Peele aborde clairement un discours l’exploitation et la prédation socio-économique que perpétue l’industrie du spectacle. Qu’il s’agisse de l’arrière-arrière-arrière-grand-père ignoré par l’Histoire, de chevaux utilisés pour le cinéma comme des biens jetables, de singes maladroitement apprivoisés pour une série de télévision, ou d’un enfant-acteur asiatique employé pour jouer « l’adopté modèle de service » qui finira lui-même par sacrifier des animaux pour le profit et le spectacle, Nope s’attaque à la diversité des enjeux liés à une industrie qui prospère au détriment des autres. Le cinéaste fait d’ailleurs à plusieurs reprises un intéressant parallèle entre l’exploitation des individus et des animaux et la réalité violente de la chaine alimentaire de la nature, où on s’entre-dévore pour survivre. Les deux héros s’adonnent d’ailleurs eux-mêmes à cette pratique lorsqu’ils se décident à « capturer » en images la forme menaçante à des fins de pure exploitation financière — une comparaison ironique qui ne fait que souligner la profonde ambivalence du discours de Peele sur son industrie.

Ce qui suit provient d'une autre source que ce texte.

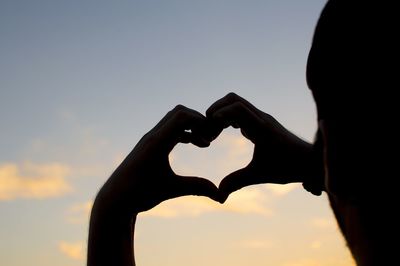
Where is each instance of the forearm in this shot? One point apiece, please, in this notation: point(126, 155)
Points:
point(111, 235)
point(304, 162)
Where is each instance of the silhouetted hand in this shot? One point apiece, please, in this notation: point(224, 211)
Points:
point(279, 156)
point(143, 180)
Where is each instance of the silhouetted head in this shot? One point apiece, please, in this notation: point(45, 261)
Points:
point(349, 74)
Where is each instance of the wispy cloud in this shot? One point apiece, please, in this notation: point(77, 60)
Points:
point(255, 244)
point(79, 213)
point(33, 181)
point(75, 250)
point(282, 190)
point(246, 201)
point(319, 262)
point(316, 244)
point(229, 152)
point(323, 223)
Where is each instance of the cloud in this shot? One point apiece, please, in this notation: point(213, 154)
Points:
point(246, 201)
point(254, 244)
point(229, 152)
point(282, 190)
point(323, 223)
point(319, 262)
point(316, 244)
point(33, 181)
point(79, 212)
point(76, 250)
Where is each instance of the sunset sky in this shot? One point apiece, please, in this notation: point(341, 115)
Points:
point(82, 81)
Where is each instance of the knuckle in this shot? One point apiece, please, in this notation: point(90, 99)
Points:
point(232, 96)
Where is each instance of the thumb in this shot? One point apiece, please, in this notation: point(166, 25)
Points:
point(191, 185)
point(237, 180)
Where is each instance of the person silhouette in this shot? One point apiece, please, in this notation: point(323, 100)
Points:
point(351, 158)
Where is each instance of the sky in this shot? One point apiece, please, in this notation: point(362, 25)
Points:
point(82, 81)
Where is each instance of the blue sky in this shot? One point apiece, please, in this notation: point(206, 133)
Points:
point(82, 81)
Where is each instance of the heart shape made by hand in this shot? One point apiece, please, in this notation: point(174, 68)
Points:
point(226, 154)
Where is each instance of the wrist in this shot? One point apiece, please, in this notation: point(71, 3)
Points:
point(314, 180)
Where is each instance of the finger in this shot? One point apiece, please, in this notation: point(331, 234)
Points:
point(179, 125)
point(227, 100)
point(239, 116)
point(190, 185)
point(237, 180)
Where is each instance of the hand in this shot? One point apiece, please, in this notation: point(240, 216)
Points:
point(145, 178)
point(279, 156)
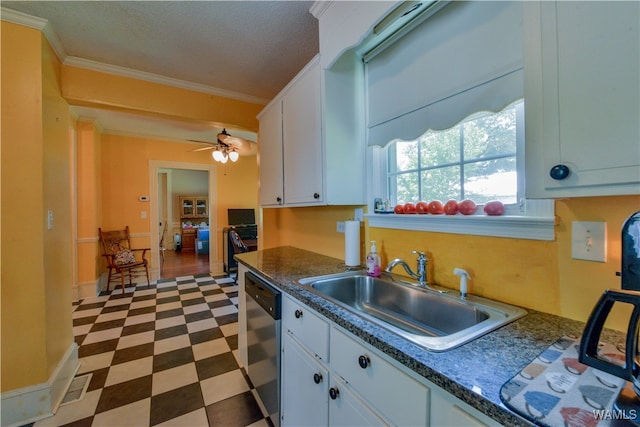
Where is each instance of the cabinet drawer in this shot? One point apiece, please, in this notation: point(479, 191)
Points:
point(379, 381)
point(307, 327)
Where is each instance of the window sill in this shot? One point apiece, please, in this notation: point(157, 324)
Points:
point(510, 226)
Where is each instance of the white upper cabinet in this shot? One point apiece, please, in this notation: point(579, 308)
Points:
point(312, 140)
point(302, 138)
point(270, 156)
point(582, 98)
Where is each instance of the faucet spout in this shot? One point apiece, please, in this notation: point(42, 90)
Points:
point(420, 275)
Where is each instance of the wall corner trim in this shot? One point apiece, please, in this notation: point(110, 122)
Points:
point(39, 401)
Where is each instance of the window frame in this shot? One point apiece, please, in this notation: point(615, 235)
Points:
point(461, 161)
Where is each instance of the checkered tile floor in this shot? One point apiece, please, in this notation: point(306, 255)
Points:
point(162, 356)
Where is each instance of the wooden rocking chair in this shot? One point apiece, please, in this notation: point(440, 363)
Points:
point(121, 257)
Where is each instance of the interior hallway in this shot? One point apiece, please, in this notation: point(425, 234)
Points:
point(182, 263)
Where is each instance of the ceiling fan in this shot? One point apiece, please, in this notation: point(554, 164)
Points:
point(227, 148)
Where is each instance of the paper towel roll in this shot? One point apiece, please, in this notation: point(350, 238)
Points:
point(352, 243)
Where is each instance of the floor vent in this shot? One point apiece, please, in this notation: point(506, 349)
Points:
point(77, 389)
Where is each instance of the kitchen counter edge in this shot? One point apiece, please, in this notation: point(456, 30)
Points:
point(473, 372)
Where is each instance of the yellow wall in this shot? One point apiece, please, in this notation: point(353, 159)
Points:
point(36, 262)
point(89, 201)
point(582, 282)
point(125, 177)
point(57, 190)
point(533, 274)
point(98, 89)
point(312, 228)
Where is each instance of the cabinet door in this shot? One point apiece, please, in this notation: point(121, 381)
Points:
point(588, 63)
point(304, 387)
point(302, 139)
point(346, 409)
point(309, 328)
point(378, 381)
point(270, 156)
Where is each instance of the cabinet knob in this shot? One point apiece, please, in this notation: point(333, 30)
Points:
point(317, 378)
point(334, 393)
point(559, 172)
point(364, 361)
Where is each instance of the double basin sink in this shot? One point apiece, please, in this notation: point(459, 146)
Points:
point(436, 320)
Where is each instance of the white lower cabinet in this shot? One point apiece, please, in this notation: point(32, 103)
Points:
point(305, 387)
point(354, 384)
point(400, 398)
point(346, 409)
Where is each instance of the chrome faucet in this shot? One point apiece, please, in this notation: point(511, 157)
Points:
point(420, 275)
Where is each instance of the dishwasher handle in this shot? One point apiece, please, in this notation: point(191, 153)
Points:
point(266, 295)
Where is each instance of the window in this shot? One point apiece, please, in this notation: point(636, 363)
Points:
point(427, 141)
point(476, 159)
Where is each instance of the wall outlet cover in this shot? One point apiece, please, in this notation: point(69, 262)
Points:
point(589, 240)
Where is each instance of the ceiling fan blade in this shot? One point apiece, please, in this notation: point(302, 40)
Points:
point(202, 149)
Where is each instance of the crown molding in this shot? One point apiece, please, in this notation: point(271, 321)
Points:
point(45, 26)
point(156, 78)
point(37, 23)
point(319, 7)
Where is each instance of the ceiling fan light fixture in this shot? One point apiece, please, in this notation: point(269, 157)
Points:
point(217, 155)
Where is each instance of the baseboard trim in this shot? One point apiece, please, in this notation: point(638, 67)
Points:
point(36, 402)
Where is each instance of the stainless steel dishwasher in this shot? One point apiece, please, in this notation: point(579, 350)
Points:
point(263, 303)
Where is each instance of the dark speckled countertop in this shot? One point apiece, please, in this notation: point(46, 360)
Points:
point(483, 364)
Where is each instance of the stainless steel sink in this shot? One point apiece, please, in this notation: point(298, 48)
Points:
point(435, 320)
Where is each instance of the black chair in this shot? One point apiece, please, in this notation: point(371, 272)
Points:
point(239, 247)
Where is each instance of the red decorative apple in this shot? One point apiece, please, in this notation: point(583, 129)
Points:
point(494, 208)
point(451, 207)
point(467, 207)
point(436, 208)
point(409, 208)
point(422, 207)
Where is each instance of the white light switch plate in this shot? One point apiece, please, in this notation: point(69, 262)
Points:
point(589, 240)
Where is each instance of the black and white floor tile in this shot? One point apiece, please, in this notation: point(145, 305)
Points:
point(165, 355)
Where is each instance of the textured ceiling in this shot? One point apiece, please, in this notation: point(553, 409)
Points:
point(249, 48)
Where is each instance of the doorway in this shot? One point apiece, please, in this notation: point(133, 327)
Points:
point(165, 184)
point(177, 256)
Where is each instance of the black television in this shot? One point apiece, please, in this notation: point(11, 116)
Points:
point(241, 216)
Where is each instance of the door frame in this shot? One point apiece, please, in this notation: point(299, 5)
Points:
point(155, 167)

De même, Peele est conscient du paradoxe inévitable entre son discours aussi engagé qu’ambigu et sa mise en scène d’une superproduction spectaculaire. D’une certaine façon, l’ambition de son troisième film et sa capacité à créer du cinéma de divertissement toujours plus présomptueux et prodigieux (notamment en filmant en IMAX, en passant de l’horreur psychologique à de l’horreur de science-fiction et en augmentant significativement les budgets et les moyens de ses productions) devient en quelque sorte une remise en question de l’éthique de son art, mais aussi une ode à celle-ci.

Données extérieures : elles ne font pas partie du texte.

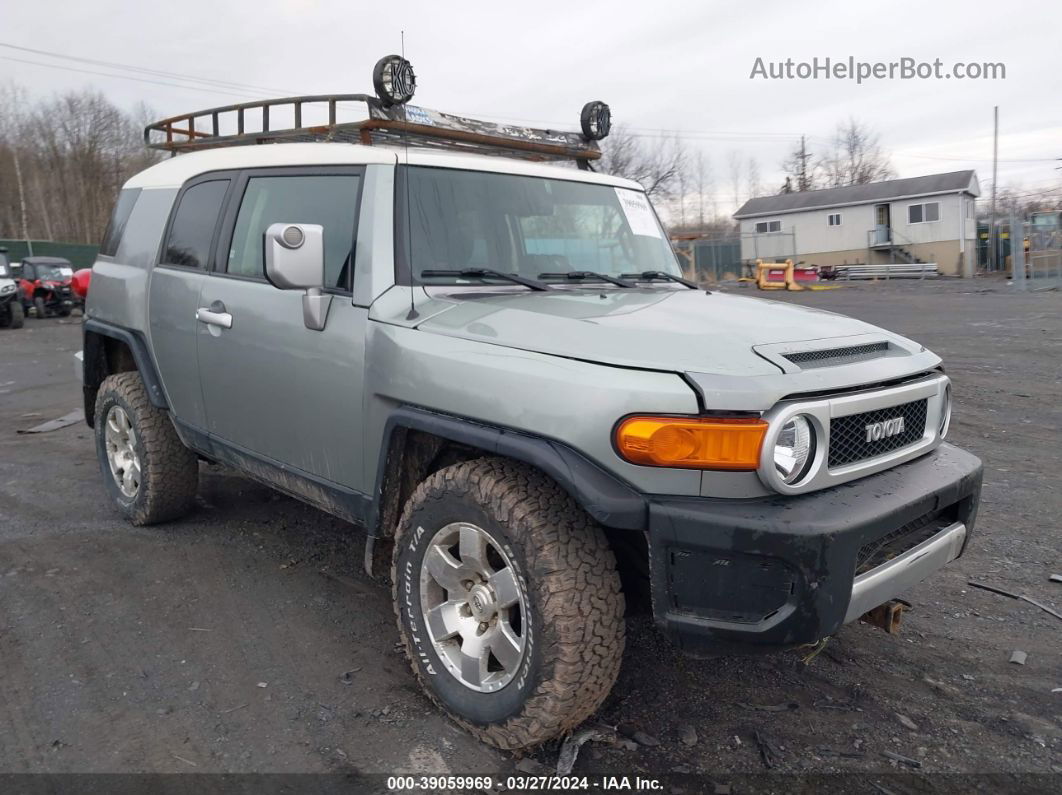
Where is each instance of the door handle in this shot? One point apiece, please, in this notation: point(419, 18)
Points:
point(215, 315)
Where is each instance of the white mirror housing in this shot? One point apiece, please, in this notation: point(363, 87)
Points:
point(295, 260)
point(295, 256)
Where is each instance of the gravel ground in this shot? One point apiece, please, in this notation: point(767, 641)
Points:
point(245, 638)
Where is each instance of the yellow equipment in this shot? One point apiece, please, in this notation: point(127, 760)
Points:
point(776, 276)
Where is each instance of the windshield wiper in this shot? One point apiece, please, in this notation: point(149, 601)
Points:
point(486, 273)
point(584, 276)
point(660, 276)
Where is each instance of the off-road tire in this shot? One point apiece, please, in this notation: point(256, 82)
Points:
point(169, 471)
point(571, 587)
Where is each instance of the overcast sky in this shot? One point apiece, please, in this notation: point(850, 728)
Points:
point(681, 67)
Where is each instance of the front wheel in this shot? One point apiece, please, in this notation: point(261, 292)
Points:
point(149, 472)
point(508, 602)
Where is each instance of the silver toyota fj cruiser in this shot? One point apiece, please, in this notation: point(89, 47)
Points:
point(495, 366)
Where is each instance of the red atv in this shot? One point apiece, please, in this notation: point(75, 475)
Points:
point(45, 286)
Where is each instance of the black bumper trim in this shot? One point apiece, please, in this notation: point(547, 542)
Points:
point(778, 571)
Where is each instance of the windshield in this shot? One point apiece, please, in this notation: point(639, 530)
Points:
point(529, 226)
point(54, 273)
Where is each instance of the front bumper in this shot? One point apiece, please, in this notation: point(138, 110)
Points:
point(782, 571)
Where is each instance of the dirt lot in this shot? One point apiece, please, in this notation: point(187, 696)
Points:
point(220, 643)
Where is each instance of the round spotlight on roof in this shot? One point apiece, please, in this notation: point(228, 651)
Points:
point(393, 80)
point(596, 120)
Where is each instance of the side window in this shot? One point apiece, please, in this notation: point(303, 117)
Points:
point(330, 201)
point(123, 208)
point(194, 222)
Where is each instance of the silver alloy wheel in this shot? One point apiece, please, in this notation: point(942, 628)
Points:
point(473, 607)
point(121, 451)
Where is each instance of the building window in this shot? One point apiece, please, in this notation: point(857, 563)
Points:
point(923, 213)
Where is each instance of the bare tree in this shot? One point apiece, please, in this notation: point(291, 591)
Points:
point(705, 194)
point(657, 163)
point(74, 152)
point(800, 169)
point(755, 187)
point(735, 171)
point(856, 157)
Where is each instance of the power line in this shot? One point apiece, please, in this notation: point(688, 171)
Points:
point(121, 76)
point(144, 70)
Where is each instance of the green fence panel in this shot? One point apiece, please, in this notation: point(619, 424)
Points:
point(81, 255)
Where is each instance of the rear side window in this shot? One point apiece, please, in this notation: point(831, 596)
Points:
point(120, 217)
point(194, 222)
point(330, 201)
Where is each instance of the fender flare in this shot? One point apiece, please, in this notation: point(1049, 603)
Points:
point(141, 357)
point(605, 497)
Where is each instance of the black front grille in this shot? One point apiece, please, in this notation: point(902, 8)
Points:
point(849, 435)
point(831, 357)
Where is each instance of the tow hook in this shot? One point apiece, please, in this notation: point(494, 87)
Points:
point(888, 616)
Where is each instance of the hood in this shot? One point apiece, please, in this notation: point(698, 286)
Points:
point(655, 328)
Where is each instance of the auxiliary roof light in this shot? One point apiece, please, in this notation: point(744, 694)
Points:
point(394, 80)
point(596, 120)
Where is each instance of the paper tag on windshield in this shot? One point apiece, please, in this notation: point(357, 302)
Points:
point(638, 212)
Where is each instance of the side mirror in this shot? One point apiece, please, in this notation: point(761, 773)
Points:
point(295, 260)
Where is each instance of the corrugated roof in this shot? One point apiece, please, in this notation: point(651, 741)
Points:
point(810, 200)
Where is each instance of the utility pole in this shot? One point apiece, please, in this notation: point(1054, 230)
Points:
point(21, 201)
point(993, 242)
point(803, 178)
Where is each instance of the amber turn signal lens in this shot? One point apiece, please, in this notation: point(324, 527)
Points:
point(709, 443)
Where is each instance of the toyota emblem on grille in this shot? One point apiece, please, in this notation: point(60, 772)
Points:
point(878, 431)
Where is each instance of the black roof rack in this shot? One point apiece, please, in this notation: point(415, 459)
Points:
point(389, 120)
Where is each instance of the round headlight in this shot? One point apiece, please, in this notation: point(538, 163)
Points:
point(393, 80)
point(596, 120)
point(945, 411)
point(794, 449)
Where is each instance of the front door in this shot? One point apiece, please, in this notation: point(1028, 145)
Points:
point(273, 389)
point(883, 231)
point(174, 290)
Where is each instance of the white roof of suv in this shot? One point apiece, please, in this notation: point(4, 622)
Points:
point(174, 172)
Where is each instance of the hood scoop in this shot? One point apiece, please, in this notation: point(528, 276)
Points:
point(836, 357)
point(838, 351)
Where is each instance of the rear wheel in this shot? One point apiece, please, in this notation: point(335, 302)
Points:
point(508, 602)
point(149, 472)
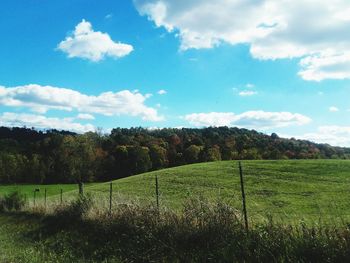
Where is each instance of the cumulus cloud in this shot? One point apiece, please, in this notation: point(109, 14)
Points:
point(333, 135)
point(85, 116)
point(162, 92)
point(246, 93)
point(249, 119)
point(10, 119)
point(314, 31)
point(333, 109)
point(86, 43)
point(43, 98)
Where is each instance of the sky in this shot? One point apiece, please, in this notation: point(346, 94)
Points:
point(273, 66)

Nope ne prétend pas que les industries du cinéma et du spectacle sont indissociables de la cruauté et de mauvaises pratiques. Au contraire, lorsqu’elles agissent de manière juste et empathique, elles peuvent être un puissant moyen de responsabilisation, d’identification, ou simplement de plaisir pour les plus marginalisés et les plus stigmatisés d’entre nous. Elles peuvent mettre de l’avant des protagonistes sous-représentés dans des situations spectaculaires et inspirantes, comme de récents orphelins afro-américains transfigurés en cowboy héroïque ou en aventurière à moto digne d’Akira. Le spectacle comme le cinéma offrent la possibilité de partager les souffrances des autres et de trouver le courage de faire face aux injustices qui nous terrorisent et nous oppriment dans ce monde. De plus, Peele honore à sa manière l’art du cinéma et la diversité de ses artistes à travers une panoplie de références et de termes cinématographiques au sein de son film. Nope met ainsi en scène des artisans de cinéma, plusieurs scènes de coulisses, et une fascination indéniable pour l’évolution et l’usage technique des caméras.

De toute évidence, ce troisième film de Jordan Peele s’avère être une œuvre soigneusement façonnée et nuancée qui offre une expérience à la fois poignante et grandiose sur la manière dont on se traite et on survit ensemble contre les abus de l’art et du profit des spectacles. Nope nous invite à reconsidérer notre regard sur ce que l’on pourchasse et ce qu’on l’exploite pour nos propres gains. Car le danger ne se trouve peut-être pas réellement dans une entité inconnue qui sillonne le ciel, mais plutôt à l’intérieur de nous.